The convention in charge of drafting a new Constitution in Chile will try again this Wednesday to unblock the election of its new president, after postponing the votes after a marathon day of more than 18 hours that ended in the early hours of the morning without any candidate obtaining the most.

After a session that seemed to be interminable, with a tediously slow voting process, the outgoing president of the organ, the Mapuche academic Elisa Loncón, announced that voting will resume after 3:00 p.m. local time (18 GMT on Wednesday).

The 155 conventionalists – mostly independent citizens with no affiliation to any party – conducted eight rounds of voting, but none of the candidates managed to gather the 78 votes necessary to replace Loncón, whose inauguration on July 4 for a period of six months , which ends now, was interpreted as a nod to women and ancestral peoples.

After 2:00 am local time (5 GMT), the scientist Cristina Dorador, who until now was leading the voting, withdrew her candidacy with the aim of “unlocking” the vote.

“I hope my step aside will be helpful in unlocking this issue. My name did not produce consensus ”, the professor at the University of Antofagasta, in the north of the country, admitted at a press conference.

Dorador, who had gathered the support of the Broad Front, the Communist Party and various social movements, remained in the sixth vote with only six votes from the majority, and in the following rounds he progressively deflated to 51 votes.

The microbiologist did not confirm whether in today’s session she will vote for the one who followed her in the voting preference, the independent Benito Baranda, psychologist and founder of the NGO América Solidaria, which raises more transversal support, to the right and to the left.

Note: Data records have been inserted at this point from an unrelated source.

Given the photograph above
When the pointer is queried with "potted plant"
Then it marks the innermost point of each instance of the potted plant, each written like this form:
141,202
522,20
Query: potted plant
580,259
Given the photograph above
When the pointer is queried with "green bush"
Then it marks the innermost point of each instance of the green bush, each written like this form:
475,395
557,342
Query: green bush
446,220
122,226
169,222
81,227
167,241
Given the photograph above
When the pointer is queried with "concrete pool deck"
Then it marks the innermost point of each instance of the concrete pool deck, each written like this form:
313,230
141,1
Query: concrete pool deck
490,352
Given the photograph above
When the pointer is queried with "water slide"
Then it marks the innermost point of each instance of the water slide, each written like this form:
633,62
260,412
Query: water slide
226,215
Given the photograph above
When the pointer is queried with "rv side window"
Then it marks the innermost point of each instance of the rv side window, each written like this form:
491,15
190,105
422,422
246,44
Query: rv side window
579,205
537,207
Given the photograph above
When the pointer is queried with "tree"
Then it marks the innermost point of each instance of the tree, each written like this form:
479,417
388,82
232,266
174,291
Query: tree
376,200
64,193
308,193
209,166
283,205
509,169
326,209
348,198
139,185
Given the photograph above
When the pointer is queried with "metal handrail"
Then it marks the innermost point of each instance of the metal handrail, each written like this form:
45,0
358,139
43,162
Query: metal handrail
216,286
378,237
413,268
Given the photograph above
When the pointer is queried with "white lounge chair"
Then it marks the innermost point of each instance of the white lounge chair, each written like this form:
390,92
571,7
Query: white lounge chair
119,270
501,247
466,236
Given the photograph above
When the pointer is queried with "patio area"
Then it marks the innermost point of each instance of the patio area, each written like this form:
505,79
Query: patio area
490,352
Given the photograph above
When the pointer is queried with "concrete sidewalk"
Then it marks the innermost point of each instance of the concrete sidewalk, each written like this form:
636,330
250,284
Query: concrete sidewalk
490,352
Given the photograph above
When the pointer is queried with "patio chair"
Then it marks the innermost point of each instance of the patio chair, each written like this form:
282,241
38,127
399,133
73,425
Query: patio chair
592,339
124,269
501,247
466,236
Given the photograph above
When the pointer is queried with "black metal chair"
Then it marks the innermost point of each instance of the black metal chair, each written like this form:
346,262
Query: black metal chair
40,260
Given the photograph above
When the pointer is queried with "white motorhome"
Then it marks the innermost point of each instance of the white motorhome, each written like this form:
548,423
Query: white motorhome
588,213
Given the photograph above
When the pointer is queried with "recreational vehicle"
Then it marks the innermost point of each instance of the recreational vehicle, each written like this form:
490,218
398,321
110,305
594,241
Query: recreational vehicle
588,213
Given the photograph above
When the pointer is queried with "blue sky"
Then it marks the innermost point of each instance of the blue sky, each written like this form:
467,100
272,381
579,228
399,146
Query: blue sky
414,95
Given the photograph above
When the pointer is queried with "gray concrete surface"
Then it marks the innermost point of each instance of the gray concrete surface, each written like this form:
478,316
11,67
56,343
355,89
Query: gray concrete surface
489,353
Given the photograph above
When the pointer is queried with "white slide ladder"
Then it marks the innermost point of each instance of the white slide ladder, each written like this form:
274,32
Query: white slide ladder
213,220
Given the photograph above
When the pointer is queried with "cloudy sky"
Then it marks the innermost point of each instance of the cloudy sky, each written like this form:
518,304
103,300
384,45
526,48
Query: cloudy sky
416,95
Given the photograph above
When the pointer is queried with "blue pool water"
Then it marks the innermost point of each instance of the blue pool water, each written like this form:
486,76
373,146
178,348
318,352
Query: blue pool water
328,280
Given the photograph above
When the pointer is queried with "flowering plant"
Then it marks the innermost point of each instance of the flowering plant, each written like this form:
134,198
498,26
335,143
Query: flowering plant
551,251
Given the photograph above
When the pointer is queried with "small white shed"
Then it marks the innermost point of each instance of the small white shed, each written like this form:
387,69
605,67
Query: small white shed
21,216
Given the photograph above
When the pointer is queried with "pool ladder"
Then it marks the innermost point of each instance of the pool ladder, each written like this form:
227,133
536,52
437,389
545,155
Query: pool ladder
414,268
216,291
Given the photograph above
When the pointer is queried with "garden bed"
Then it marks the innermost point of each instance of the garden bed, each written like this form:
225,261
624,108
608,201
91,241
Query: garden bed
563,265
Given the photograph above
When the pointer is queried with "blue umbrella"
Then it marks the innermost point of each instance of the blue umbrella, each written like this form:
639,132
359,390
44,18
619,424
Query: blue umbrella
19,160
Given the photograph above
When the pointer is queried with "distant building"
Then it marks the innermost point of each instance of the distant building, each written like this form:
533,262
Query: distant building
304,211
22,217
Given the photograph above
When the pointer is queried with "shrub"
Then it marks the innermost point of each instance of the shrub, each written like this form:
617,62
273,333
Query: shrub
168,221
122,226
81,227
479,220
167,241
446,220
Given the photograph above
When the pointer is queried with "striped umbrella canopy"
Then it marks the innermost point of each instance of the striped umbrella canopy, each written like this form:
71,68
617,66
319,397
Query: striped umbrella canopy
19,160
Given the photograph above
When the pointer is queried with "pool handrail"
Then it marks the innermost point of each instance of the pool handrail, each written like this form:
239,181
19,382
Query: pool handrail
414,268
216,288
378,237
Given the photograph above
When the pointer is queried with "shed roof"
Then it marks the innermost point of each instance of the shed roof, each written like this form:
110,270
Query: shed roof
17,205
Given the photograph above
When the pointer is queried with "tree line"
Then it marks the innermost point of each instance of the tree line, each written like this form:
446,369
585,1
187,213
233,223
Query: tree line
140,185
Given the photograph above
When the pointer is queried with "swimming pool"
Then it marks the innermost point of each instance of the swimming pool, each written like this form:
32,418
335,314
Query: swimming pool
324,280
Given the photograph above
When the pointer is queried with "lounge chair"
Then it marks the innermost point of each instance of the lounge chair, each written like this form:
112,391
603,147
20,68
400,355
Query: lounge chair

The length of the voting is due both to the lack of agreements and to the manual election and counting system that slows down the process even more, since each convention has to get up in each round to cast their vote, which are subsequently counted one by one per the board of directors.

The lack of agreement in this long first day was criticized by some conventionalists, for the inability to reach a consensus to elect a new board of directors and they assured that this weakens the image of the convention, others defended the negotiations and described the day as a “democratic exercise” .

“I find it truly deplorable and I am afraid that the public will take it in the same way,” said the conventional and liberal jurist Agustín Squella.

“We have never seen different groups, groups or groups talking, talking and building agreements publicly,” said the current vice president of the convention, attorney Jaime Bassa, whose replacement will also be chosen during the day.

The convention, the first joint convention in the world and with 17 seats reserved for indigenous peoples, has another six months to finish drafting the new Magna Carta, which must be approved in a plebiscite for its entry into force.

After three months preparing the operating regulations and designing the different thematic commissions, the convention began the substantive debate on the constitutional articles on October 18, when it was two years since the serious protests of 2019.

The constituent process was the solution agreed by the majority of political forces to solve the crisis of 2019, the most serious of the 31 years of Chilean democracy after the end of the military dictatorship, and in which protests were registered that resulted in a thirty dead, thousands injured and accusations against the security forces for human rights violations.

Although it was reformed more than 50 times in democracy, the current Magna Carta was inspired during the military dictatorship by the so-called “Chicago Boys”, a group of neoliberal economists who were disciples of Milton Friedman and who promoted the privatization of services such as water, pensions and health.